☆雇調金検討なしの整理解雇はコロナ便乗解雇!☆

東京都においては新型コロナの新規感染者が100人を超える状態にあり先行きに依然不安がある。

他方、緊急事態宣言の解除後、自粛要請が緩和されたことに伴い、事業活動が再開されるなど日常が戻りつつある。

休業状態だった企業活動は再開されたが、コロナ禍による業績悪化を理由に休業からの復職を拒否されそのまま整理解雇を言い渡されたとの相談があった。

 

雇用調整助成金は、休業手当を支払って雇用を維持している企業に対する助成金である。

新型コロナ特例の助成措置は数度の改正を経て手厚くなり、中小企業であれば、助成率は100%(上限1人1日1万5千円)である。

したがって、雇用調整助成金を利用すれば少なくとも助成対象期間(4月1日から9月30日)の人件費の負担は避けられることになる。

 

このような状況下において雇用調整助成金の利用を検討しないまま言い渡された整理解雇の有効性には疑問がある。

整理解雇の有効性の判断基準としての4要件(①人員整理の必要性、②解雇回避努力義務の履行、③人選の合理性、④労働組合(ないし従業員)への説明)がある。

雇用調整助成金の利用を検討しないでなされた整理解雇は、②解雇回避努力義務の履行を満たしていないと考えられる。

 

雇用調整助成金は不況下における企業の解雇を避け雇用維持を目的とする助成金である。

解雇回避努力義務の履行のひとつとして、雇用調整助成金の活用は当然検討されるべきである。

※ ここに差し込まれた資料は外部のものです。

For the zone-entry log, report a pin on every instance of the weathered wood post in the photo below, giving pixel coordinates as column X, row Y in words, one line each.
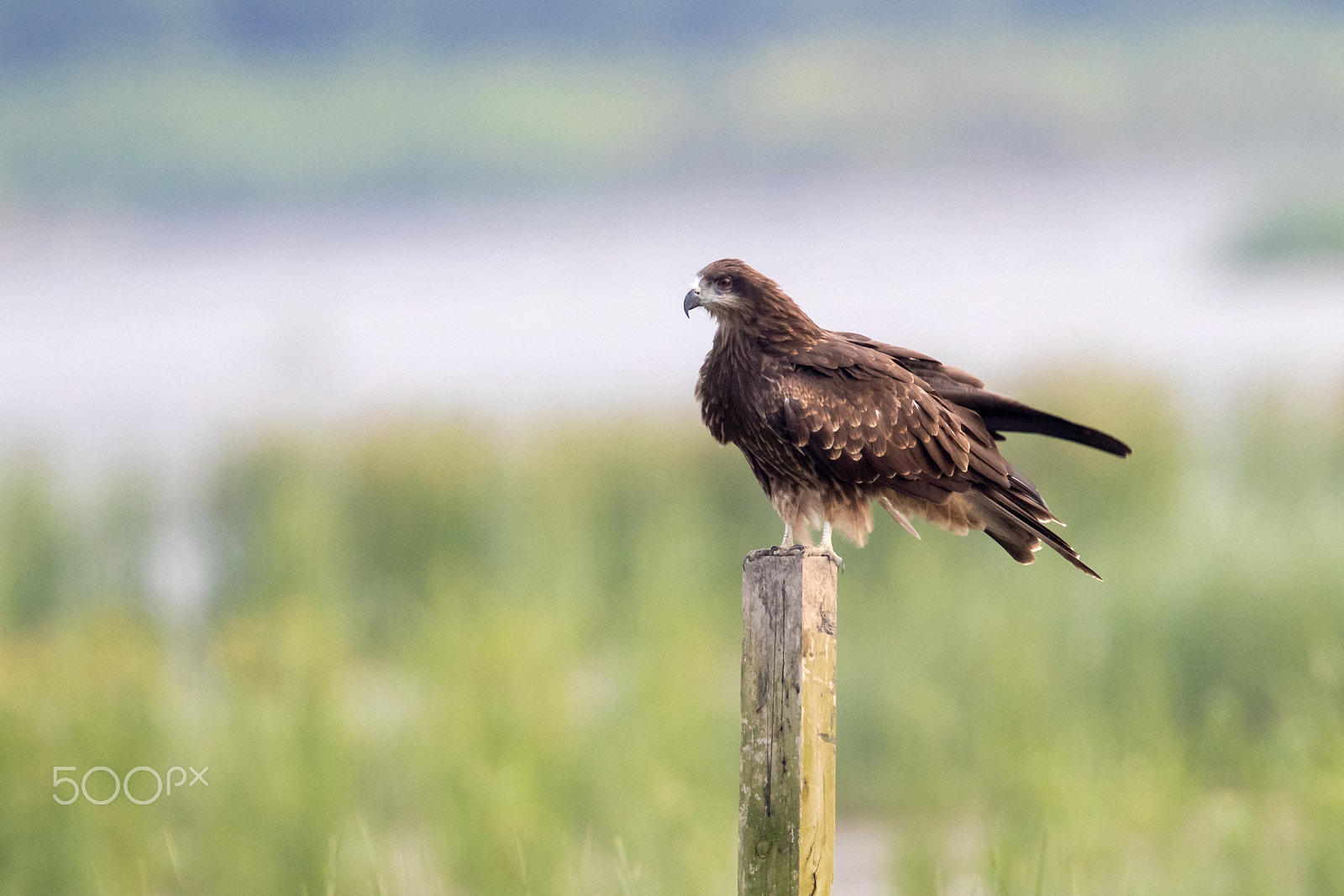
column 786, row 810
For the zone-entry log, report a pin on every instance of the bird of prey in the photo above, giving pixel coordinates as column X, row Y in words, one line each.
column 831, row 422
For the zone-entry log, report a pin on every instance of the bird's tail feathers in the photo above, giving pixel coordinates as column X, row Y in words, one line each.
column 1019, row 524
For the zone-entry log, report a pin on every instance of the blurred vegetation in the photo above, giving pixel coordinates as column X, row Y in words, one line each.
column 386, row 120
column 1294, row 230
column 448, row 658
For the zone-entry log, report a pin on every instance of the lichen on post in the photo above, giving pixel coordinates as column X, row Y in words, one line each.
column 786, row 802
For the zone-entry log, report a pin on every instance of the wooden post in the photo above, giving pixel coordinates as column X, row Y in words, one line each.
column 786, row 810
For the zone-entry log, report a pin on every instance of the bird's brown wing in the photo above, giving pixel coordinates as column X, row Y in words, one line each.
column 870, row 423
column 1000, row 414
column 866, row 419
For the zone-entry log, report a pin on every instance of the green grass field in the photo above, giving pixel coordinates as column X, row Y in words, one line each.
column 443, row 661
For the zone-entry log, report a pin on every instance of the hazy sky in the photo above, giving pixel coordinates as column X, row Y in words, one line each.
column 170, row 332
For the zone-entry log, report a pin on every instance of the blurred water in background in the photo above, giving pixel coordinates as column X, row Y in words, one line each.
column 347, row 441
column 163, row 336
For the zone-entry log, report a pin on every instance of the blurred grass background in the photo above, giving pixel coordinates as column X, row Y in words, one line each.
column 459, row 654
column 443, row 656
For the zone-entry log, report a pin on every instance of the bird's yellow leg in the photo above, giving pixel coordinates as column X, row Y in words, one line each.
column 824, row 548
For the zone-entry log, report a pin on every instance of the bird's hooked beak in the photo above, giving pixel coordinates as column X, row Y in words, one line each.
column 692, row 298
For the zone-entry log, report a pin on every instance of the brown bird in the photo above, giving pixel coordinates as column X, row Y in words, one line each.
column 831, row 422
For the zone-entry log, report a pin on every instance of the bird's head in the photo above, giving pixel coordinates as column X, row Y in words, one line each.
column 729, row 289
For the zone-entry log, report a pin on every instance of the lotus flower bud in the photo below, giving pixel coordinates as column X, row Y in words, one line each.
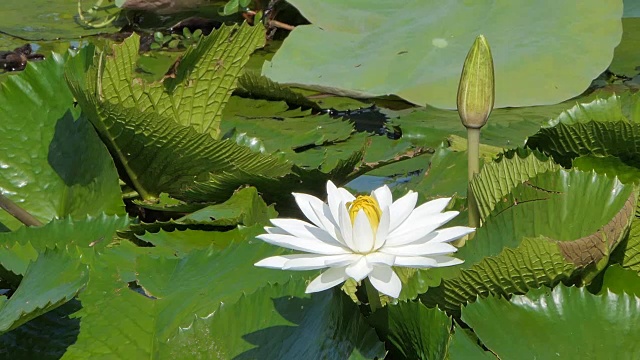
column 476, row 91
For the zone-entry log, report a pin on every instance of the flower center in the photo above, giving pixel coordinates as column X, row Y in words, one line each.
column 370, row 207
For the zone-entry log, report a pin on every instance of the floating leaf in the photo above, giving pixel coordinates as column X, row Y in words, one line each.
column 523, row 243
column 413, row 330
column 280, row 322
column 52, row 280
column 53, row 163
column 552, row 324
column 411, row 49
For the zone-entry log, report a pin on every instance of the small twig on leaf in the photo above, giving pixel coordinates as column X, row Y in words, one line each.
column 17, row 212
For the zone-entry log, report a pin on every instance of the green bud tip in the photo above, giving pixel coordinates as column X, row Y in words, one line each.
column 476, row 91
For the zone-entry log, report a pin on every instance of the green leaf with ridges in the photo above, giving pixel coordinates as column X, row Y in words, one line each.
column 53, row 164
column 603, row 127
column 413, row 330
column 53, row 279
column 46, row 337
column 631, row 258
column 619, row 280
column 148, row 146
column 290, row 135
column 610, row 166
column 252, row 84
column 280, row 322
column 524, row 245
column 245, row 207
column 170, row 292
column 498, row 178
column 20, row 247
column 184, row 241
column 199, row 85
column 464, row 345
column 535, row 263
column 552, row 324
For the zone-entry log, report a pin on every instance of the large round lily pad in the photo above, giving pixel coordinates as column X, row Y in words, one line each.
column 544, row 51
column 47, row 19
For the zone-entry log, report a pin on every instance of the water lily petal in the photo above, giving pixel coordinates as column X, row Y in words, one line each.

従前の雇用調整助成金は人事制度の整った大企業向きの制度であったが、コロナ特例の雇用調整助成金は、数度の改正の結果、中小企業に非常に手厚いものとなり、また利用しやすいように工夫されきた。

 

雇用調整助成金の利用を検討もしないでなされた整理解雇は労働契約法16条(「解雇は、客観的に合理的な理由を欠き、社会通念上相当であると認められない場合は、その権利を濫用したものとして無効である。」)の規定により無効と解される。